D'autant qu'au moment de démontrer les pertes subies, la tâche sera plus que rude. "Il est très difficile de démontrer que l'annonceur a surpayé l'achat média à Google ne serait-ce que parce que nous n'avons pas accès à la donnée désagrégée au-delà de 24 mois. A défaut de disposer d'extraits de base de données de son outil d'achat couvrant la période réclamée, comment démontrer le préjudice ?", s'interroge un expert d'un grand groupe. "De plus, en admettant que le trader dispose de l'historique, il constatera que pour un même format sur un même site il obtiendra des CPM très différents et qu'il est très difficile voire impossible de démontrer d'où précisément vient cette différence", ajoute-t-il.

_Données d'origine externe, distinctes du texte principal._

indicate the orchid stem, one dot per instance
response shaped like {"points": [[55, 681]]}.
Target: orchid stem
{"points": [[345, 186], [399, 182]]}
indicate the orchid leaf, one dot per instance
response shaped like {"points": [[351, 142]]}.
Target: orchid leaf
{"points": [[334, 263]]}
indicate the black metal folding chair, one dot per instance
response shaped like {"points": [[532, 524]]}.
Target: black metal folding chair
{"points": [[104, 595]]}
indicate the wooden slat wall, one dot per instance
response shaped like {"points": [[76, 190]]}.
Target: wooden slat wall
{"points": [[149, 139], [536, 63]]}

"Il est quasiment impossible de comparer les performances entre les différents DSP", confirme un autre patron d'agence. "De plus, sur l'open RTB, pour une seule campagne à la performance, vous pouvez vous retrouver très facilement avec des millions de lignes d'achat : les annonceurs ne sont pas équipés pour gérer cela", précise l'expert d'un grand groupe. Sans compter que d'après certains traders qui nous ont parlé, "la part de GAM a fondu comme la neige au soleil depuis janvier 2023, quand la plainte du DOJ a été déposée aux Etats-Unis, Google ayant arrêté de favoriser son SSP". Il faudrait donc disposer de données détaillées d'avant 2023…
Damien Geradin, avocat spécialiste en droit de la concurrence, reconnait que le préjudice pour les annonceurs sera plus compliqué à démontrer comparé au sell-side mais insiste sur le fait que cela est tout à fait possible. "Google a manipulé les enchères au détriment de l'intérêt à la fois des éditeurs et des annonceurs. Et il est tout à fait possible de démontrer le préjudice des annonceurs à condition d'être rigoureux et de se baser sur les bons modèles statistiques."
Dernier élément qui explique ce manque d'enthousiasme vis-à-vis d'une décision pourtant historique : beaucoup d'eau va encore couler sous le pont vu que Google a décidé de contester cette décision. "Rien n'est concret pour l'instant, ce processus est parti pour durer des années, ce pourquoi autour de moi personne parmi mes clients ne se sent vraiment concerné", analyse un patron d'agence. Le jour où une brèche sûre s'ouvrira, une initiative allant dans le sens des dommages et intérêts ne pourra être prise individuellement, vu le coût et les difficultés commerciales que cela représente. Ce sera donc plutôt l'affaire des instances représentatives de la profession. "Et encore dans ce cas, il faudra vraiment que la carotte soit énorme pour stimuler les annonceurs à s'engager ou à soutenir le principe d'une action contre Google."